Snus, Drugs and Alcohol.
Saturday in Oulu had everything except for the drugs. I don’t really know where to begin this story so I’ll start at the end. This story ends with me taking a shower and then passing out on my bed, before I could write. 4:47am.
Before I begin this story I have to apologize to a wonderful Finnish woman who was the reason everyone got together that night. We know what we did and we are sorry. Anteeksi, Förlåt, Entschuldigung, извините, 對不起, Sorry.
I had just come from a Karaoke Bar somewhere in Oulu where I was intending to bring the Bieber, the Justin Bieber, to the city of Oulu. I strongly believed that Justin Bieber was a hero in Finland but it turns out Finland has its own stars. It was in this small karaoke bar, that will remain unnamed, that I encountered a group of Finland’s brightest stars: the Scandinavian Music Group. To be honest I had no idea who they were. But I was with their biggest fan and the group wanted her to go and meet them. Alcohol and Snus make Finnish people very insistent and people started to pour the peer pressure on.
It is very unFinnish to approach a stranger. Even more unFinnish to approach the celebrities.
I am not Finnish.
I was given a pen and paper to get an autograph and pointed in the direction of the Scandinavian Music Group. This is not something I normally do and only the cheers and the desire to make someone happy was sisu-ing my legs forward. The alcohol and my first time trying Swedish Snus could also have helped. Snus is a tobacco, that is only legally allowed to be sold in Sweden. It is the equivalent of smoking 8 cigarettes. It is essentially a tobacco teabag that you put in your mouth. I believe this is where the term teabagging came from.

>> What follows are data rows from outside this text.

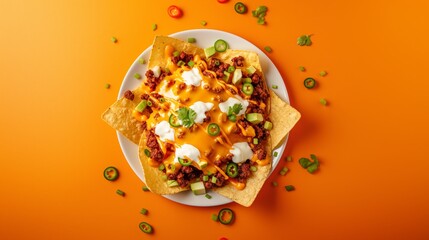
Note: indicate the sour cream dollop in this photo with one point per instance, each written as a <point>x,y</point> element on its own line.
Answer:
<point>241,152</point>
<point>156,71</point>
<point>164,131</point>
<point>189,151</point>
<point>192,77</point>
<point>200,109</point>
<point>224,106</point>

These are the Snus brothers Jarkko and Heikki who gave me my first Snus.
Anyway, as I made my way over to the other-side of the bar I was keenly aware of the many tattoos, giants and beards around me. The Scandinavian Music Group table kind of reminded me of a pirate motorcycle gang. I found it weird that these people would be famous in Finland but Finland does love it’s heavy metal. It was too late to turn back and I said “excuse me.”
This is when I met my first Gypsy. Many Gypsies. Apparently I walked past the very obviously Finnish, Scandinavian Music Group and into a den of Gypsies. I did not notice my group stop laughing. I did not notice the giant named Heikki get up and walk across half the bar to stand behind me. I did not notice the confusion in the Gypsies’s faces when I asked for their autographs.
I did feel the tension in the air change as the giant gypsy closest to me asked mitä? I did not want to be me at that moment. The Gypsies started discussing something in Finnish. It did not sound happy. FinnishFinnishFinnishGypsyGermanFinnishmitämitämitämitämitämitämitä. That is what I heard.
Thankfully earlier in the day I played blackjack in the bar with one of gypsies sitting at the table. I had listened as he rambled on about luck and seating position and gambling. He recognized me and told the giant beside him to sign the paper, handed it to me and said goodbye. As I walked back to the group, Heikki came over to me and said “what the *&^%! You went to the wrong table. I walked over here because I was scared they were going to knife you.”
When I arrived back with my group I noticed the Scandinavian Music Groups’ biggest fan had disappeared. She had gone home upset and I felt terrible. I was going to fix this somehow. The SMG went up to sing some karaoke and I waited for them to Finnish before I introduced myself. Wrong guy. He pointed me at the right group and I introduced myself again.
I met Joel who was an extremely personable and immediately likeable person. He introduced me to his friends which included Terhi and Pauliina, along with a couple of beautiful and friendly companions he was with. We talked for a little bit and then it was my groups turn to sing so I excused myself and joined Antti of Oulu, Mikko of Oulu, Heikki of Posio and Marjo of Supermario to sing “I don’t want to miss a thing.” The Karaoke bar was situated in a way that the background music couldn’t really be heard from the microphone. We’re not professional singers and having to sing acapella does not help. Thankfully Joel helped us out by singing along.
After the song, outside the bar, I explained the situation to him about the Gypsies and my friend leaving upset and he decided to help me out by writing a message on the same paper I had gotten a Gypsy Autograph.
I never knew of the Scandinavian Music Group before this night but am now a fan. I knew you as people before I knew you for your music. Just like we talked about outside a mysterious Karaoke bar in Oulu, if you guys are ever in Vancouver, you’ll have at least one friend.
To strangers: who are just friends we haven’t met yet!